According to a piece in the online journal The Verge, “for young Koreans, cryptocurrency seems like a rare shot at prosperity.” The same article cites a 20-something writer who believes investing in cryptocurrencies is another way for a mainly homogeneous and educated workforce to set themselves apart from contemporaries.
Reasons Behind the Surge
The local publication attributes the problem to South Korea’s sudden rise in bitcoin investors. It revealed a notable increase in the amount of debt held by young people under 30 and the younger generation who had just taken out loans from at least three credit intermediaries. To put things in perspective, this amount is 30% more than recorded five years ago.
By the end of April 2022, the banking industry had 4.51 million debtors, totaling 598.8 trillion won in debt, according to another research by the Korea Financial Research Institute. Meanwhile, since the end of 2017, the number of multiple debtors has climbed by 8.3%, or 344,000. Likewise, the total amount of debt had increased by 22.1%.
Among young individuals under 30, the prevalence of multiple debts has also sharply increased. Over the preceding five years, debt levels have increased by 32.9%, reaching a total of 158.1 trillion won. The Korea Financial Services Agency claims that a flurry of stocks and digital asset investments before and during the pandemic, as well as cheap interest rates, was what drove the swift increase in different loans.

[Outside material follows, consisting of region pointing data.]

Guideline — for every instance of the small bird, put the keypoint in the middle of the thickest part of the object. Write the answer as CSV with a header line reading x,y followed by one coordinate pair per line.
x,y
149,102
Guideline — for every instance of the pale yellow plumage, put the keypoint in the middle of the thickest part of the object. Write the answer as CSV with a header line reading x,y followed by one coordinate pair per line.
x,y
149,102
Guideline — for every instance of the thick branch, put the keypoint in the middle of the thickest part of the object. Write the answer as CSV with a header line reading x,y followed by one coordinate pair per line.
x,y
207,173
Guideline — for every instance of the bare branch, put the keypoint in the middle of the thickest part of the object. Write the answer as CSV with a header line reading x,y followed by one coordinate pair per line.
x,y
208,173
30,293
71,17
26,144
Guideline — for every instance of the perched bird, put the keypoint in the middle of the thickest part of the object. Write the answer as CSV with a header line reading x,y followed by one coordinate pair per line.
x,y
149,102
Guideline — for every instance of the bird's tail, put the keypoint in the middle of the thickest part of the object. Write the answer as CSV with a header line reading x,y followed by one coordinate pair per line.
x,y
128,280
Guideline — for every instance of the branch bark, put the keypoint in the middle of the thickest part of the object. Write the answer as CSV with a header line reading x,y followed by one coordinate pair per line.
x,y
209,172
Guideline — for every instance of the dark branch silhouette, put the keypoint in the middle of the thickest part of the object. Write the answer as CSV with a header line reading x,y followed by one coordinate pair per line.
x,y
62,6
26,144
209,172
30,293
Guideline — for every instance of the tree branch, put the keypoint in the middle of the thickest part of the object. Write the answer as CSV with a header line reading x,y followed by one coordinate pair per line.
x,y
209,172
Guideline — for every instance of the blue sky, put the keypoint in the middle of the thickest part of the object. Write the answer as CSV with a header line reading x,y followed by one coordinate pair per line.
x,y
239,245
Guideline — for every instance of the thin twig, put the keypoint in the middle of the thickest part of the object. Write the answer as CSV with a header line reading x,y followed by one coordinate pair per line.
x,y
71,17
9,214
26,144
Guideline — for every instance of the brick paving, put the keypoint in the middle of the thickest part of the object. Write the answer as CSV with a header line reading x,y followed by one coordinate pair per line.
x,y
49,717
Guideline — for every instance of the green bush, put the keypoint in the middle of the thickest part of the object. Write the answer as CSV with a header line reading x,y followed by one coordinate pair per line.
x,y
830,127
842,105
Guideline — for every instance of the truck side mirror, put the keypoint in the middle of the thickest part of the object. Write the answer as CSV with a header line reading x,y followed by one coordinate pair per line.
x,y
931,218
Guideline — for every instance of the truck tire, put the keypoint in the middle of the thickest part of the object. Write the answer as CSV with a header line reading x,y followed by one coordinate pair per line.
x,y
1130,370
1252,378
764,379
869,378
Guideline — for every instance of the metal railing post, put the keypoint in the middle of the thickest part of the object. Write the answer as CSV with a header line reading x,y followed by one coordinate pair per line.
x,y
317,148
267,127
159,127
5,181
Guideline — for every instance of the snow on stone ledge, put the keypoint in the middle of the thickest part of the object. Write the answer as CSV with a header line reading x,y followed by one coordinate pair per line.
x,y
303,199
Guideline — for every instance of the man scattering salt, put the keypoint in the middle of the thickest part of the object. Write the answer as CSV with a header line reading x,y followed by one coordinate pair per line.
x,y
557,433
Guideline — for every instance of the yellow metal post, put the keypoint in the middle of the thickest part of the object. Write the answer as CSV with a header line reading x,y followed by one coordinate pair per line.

The number of young people signing up for individual rehabilitation also increased significantly. Statistics on the Supreme Court’s personal rehabilitation application trends show that from 2019 to 2021, there were 11,907 more applicants in their 20s than there were in 2019. A total of 6364 requests were received between January and June this year. It is estimated that there will probably be more than 12,000,000 individual rehabilitation applications for investors in their twenties this year.
While the number of personal bankruptcies and the amount of debt owed by young people in South Korea are on the rise, cryptocurrency enthusiasts work hard to gain from the technology against the social norms.
Because of this, young South Koreans appear to be increasingly quitting their jobs and turning to cryptocurrencies to make money, much to their employers’ dismay. Many young South Koreans in their 20s and 30s are giving up low-paying jobs to pursue full-time day trading in cryptocurrencies. They aim to escape poverty and earn enough money to buy a house, a dream many young people worldwide think is unattainable.